6 - Aes Sedai Training and Politics

egwene, siuan, amyrlin, elaida, nynaeve, sisters, sheriam, hall, ajah, mother, leane, novices, accepted, sister, seat, sitters, romanda, lelaine, egwenes, bryne

Even after removing the ever-present words “Aes Sedai”, we find this topic encompassing much of the background Aes Sedai intrique and politics plots, with Egwene, the unlikely Amyrlin Seat, leading the way. All the Tower hierarchy is here, with the novices, accepted, Ajah, sitters, the Great Hall, and even the late entry of Gareth Bryne shows up.

7 - Sanderson’s Contractions (and Perrin’s Adventures)

perrin, didnt, gawyn, hed, shed, camp, wasnt, faile, ituralde, althor, hadnt, cadsuane, galad, couldnt, aiel, seanchan, soldiers, battle, morgase, min

The next two topics are the most interesting. First, we see that they are the focus of the last three books, where Brandon Sanderson took over the series writing after Robert Jordan’s passing. Remember the contractions we saw in a few of the word clouds earlier? It looks like Sanderson used many more contractions than Jordan did (didn’t, he’d, she’d, wasn’t, hadn’t, couldn’t)! The remaining words in this topic all point to the aftermath of Perrin’s quest to rescue Faile and background character movements in the Towers of Midnight and the Gathering Storm.

8 - The Last Battle (Sanderson)

elayne, mat, perrin, egwene, nynaeve, trollocs, didnt, battle, lan, androl, fight, bloody, birgitte, gateway, aviendha, hed, galad, fighting, army, nearby

Finally, Tarmon Gai’don, or the Last Battle, which takes up the majority of the final book A Memory of Light, brings together most of our favorite characters across the series for the final struggle against the dark forces (see battle, fight, fighting, army). While Elayne and Mat are the leaders of the battle, even Androl and his gateway weaves make a strong showing.

9 - Prologues, Appendices, and World-building

aiel, war, channel, seanchan, age, 1, reborn, ajah, tongue, children, shadow, ability, andor, during, wheel, breaking, wars, land, sea, trolloc

Finally, we have the most subtle topics found.
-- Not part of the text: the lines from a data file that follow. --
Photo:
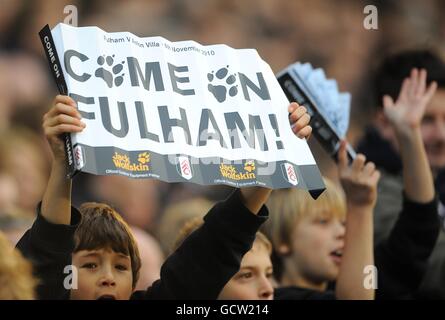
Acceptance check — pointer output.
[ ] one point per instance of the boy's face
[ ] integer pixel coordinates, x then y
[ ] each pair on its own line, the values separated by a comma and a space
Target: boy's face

As far as I can tell, this topic is small but present in every book. My guess is that these are the world-building sections and discussions of the wheel of time and pattern itself, most often seen in the prologues and appendices of the books.
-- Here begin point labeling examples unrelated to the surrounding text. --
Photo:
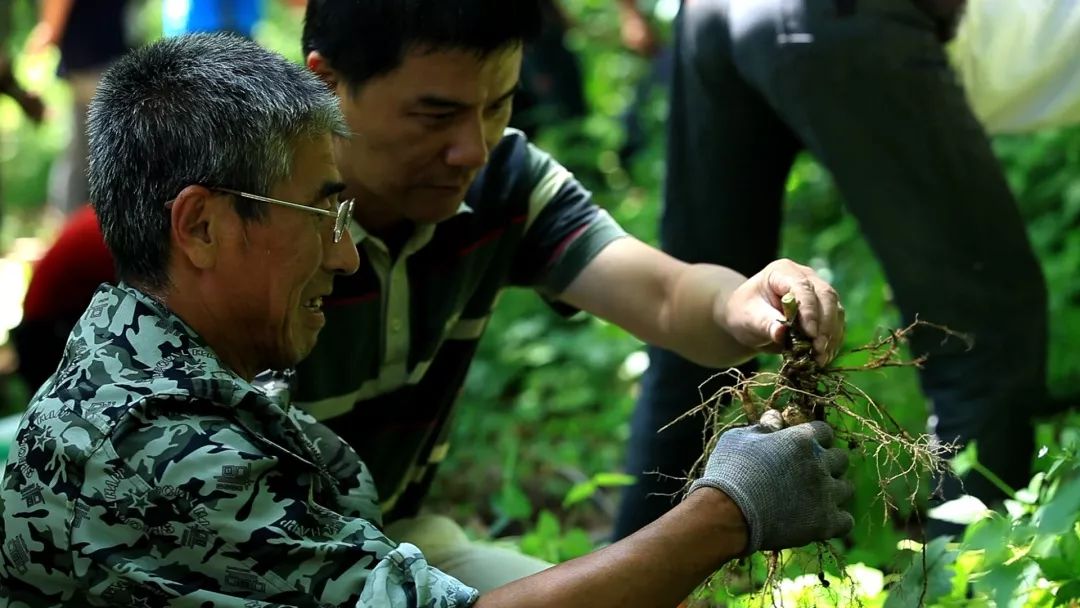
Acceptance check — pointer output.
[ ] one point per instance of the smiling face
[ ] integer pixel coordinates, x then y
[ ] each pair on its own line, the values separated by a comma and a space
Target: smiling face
277, 270
422, 132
10 - Mostly Obscure Characters

bors, wind, malenarin, torval, almen, lan, illian, blade, hopwil, practice, elenia, keemlin, nasin, cadsuane, mans, semaradrid, command, dagger, companions, jargen

Last but not least, well, kind of least, is a collection of second and third-tier characters in the series. Only showing up enough to be noticed in The Path of Daggers, there does not seem to be a common thread across many of these names, but without these small threads the larger fabric of the series would crumble.

Conclusion

What else do you see highlighted in these topics? Are there connections I’ve missed, or that you disagree with?
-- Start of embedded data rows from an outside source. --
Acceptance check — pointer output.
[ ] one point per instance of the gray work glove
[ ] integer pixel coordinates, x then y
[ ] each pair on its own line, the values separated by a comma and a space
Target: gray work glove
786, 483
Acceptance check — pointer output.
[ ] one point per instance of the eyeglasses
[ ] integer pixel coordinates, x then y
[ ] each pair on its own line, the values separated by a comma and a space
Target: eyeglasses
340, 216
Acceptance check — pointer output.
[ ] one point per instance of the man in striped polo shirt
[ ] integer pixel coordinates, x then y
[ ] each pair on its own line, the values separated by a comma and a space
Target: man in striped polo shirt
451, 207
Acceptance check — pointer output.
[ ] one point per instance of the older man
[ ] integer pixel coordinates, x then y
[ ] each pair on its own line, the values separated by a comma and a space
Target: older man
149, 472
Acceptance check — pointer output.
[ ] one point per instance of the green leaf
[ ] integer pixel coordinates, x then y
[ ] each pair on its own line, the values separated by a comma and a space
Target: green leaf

I have been surprised at every turn how much insight into the series can be found using these NLP tools. I had finally finished reading the series last year, and it has proved to be an excellent testbed for explaining how valuable the combination of computation and human insight can be when analyzing text.

Each week in my class this spring, I was excited to tell my students “Watch this, it actually works!” and then discuss with them some of what I’ve shared in these posts. Hopefully this whets you appetite for some computational analysis, if not on the Wheel of Time, then for your favorite series. I’d love to hear what you investigate, please share your discoveries below!